Invisible ChainsDisclaimer: I am friends with the author, who provided me with an advanced electronic version of this book for review.

This is the first book I’ve read in years to give me nightmares.

Lane’s debut novel is an intricate and descriptive historical horror that encompasses some of my favorite tropes in speculative fiction. Jacqueline is a woman who does her best to surround herself with support against a world where those in power see her as less than nothing. And the monsters are murderous, bloodthirsty, and most of all, very human.

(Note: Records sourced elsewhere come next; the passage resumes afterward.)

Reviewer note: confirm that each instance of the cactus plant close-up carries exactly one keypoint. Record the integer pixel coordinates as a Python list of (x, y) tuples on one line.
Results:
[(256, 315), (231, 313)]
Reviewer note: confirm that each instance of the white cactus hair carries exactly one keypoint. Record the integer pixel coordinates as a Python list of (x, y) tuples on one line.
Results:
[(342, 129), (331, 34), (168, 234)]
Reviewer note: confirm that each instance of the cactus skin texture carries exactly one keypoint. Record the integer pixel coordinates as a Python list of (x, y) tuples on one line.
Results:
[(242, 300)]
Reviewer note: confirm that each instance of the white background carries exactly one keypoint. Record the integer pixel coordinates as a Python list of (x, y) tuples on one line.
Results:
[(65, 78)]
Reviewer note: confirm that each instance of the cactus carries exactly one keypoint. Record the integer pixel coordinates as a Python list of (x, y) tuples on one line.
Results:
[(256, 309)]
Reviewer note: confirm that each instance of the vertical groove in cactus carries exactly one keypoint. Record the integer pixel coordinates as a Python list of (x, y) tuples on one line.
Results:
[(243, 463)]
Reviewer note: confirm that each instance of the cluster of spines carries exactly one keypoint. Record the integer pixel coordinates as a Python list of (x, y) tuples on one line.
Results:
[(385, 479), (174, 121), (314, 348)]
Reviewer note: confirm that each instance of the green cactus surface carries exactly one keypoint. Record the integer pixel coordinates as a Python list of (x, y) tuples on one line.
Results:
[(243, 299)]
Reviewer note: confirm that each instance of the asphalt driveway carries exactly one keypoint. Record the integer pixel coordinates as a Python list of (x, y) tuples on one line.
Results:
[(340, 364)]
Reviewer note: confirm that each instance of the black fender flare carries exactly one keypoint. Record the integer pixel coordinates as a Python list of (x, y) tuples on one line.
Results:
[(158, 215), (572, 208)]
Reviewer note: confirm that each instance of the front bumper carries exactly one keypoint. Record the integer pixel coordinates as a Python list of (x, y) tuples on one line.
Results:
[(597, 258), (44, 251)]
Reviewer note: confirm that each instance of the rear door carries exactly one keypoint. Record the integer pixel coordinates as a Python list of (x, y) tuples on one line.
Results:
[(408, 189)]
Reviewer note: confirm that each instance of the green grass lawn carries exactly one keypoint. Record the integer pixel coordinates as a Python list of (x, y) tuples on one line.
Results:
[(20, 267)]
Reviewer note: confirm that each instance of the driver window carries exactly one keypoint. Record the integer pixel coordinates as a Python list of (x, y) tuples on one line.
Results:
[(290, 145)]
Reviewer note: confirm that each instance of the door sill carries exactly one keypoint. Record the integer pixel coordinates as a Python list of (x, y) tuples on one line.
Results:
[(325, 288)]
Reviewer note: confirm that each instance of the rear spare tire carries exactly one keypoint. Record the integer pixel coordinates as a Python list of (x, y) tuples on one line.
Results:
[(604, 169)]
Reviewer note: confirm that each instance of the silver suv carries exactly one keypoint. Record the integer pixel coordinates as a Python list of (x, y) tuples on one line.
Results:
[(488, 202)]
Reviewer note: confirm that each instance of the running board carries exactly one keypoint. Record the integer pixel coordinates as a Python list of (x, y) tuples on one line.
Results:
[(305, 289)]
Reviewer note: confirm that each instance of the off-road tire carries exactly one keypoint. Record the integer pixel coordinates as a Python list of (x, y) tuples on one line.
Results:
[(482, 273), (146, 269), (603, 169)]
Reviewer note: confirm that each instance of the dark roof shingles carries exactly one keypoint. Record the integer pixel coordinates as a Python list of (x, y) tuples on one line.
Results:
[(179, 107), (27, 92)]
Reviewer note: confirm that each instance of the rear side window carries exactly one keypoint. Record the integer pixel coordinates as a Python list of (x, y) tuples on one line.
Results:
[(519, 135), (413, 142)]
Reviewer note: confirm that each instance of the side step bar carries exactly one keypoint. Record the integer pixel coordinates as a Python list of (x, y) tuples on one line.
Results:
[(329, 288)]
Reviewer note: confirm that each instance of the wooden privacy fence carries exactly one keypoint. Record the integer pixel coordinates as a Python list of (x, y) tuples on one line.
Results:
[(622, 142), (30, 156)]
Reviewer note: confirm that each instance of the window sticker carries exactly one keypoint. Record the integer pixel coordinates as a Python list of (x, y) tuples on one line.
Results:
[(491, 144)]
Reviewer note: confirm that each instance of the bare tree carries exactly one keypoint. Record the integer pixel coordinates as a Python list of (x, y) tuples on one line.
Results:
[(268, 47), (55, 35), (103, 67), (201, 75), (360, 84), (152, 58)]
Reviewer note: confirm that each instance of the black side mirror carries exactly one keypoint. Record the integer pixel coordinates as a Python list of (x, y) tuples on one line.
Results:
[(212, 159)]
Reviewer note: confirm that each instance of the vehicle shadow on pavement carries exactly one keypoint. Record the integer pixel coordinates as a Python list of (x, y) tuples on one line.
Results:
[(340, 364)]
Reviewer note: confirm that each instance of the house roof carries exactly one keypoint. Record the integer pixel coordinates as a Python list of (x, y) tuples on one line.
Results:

As a reader who shies away from most horror fiction, I’d classify the speculative elements in this book as closer to the realm of dark fantasy. This novel may contain a vampire and a werewolf, but it subverts many horror expectations regarding these creatures’ roles in the story. The most terrifying moments in this novel often come at the hands of regular humans, which firmly pushes this story back into the domain of horror.

This novel is a dark and compelling read that brings to light aspects from the antebellum south that are often brushed under the rug. While it might be a historical tale, the underlying commentary on how men often see women is all too relevant in today’s society. Most importantly, it also highlights how far we still have to come regarding racial and gender issues.

I’m not sure whether Lane plans a follow-up to this novel, but I would love to see Jacqueline continue to come into her own power, both magically and as a woman.

Rating: 5 (out of 5) stars. Cross-posted to Amazon and Goodreads.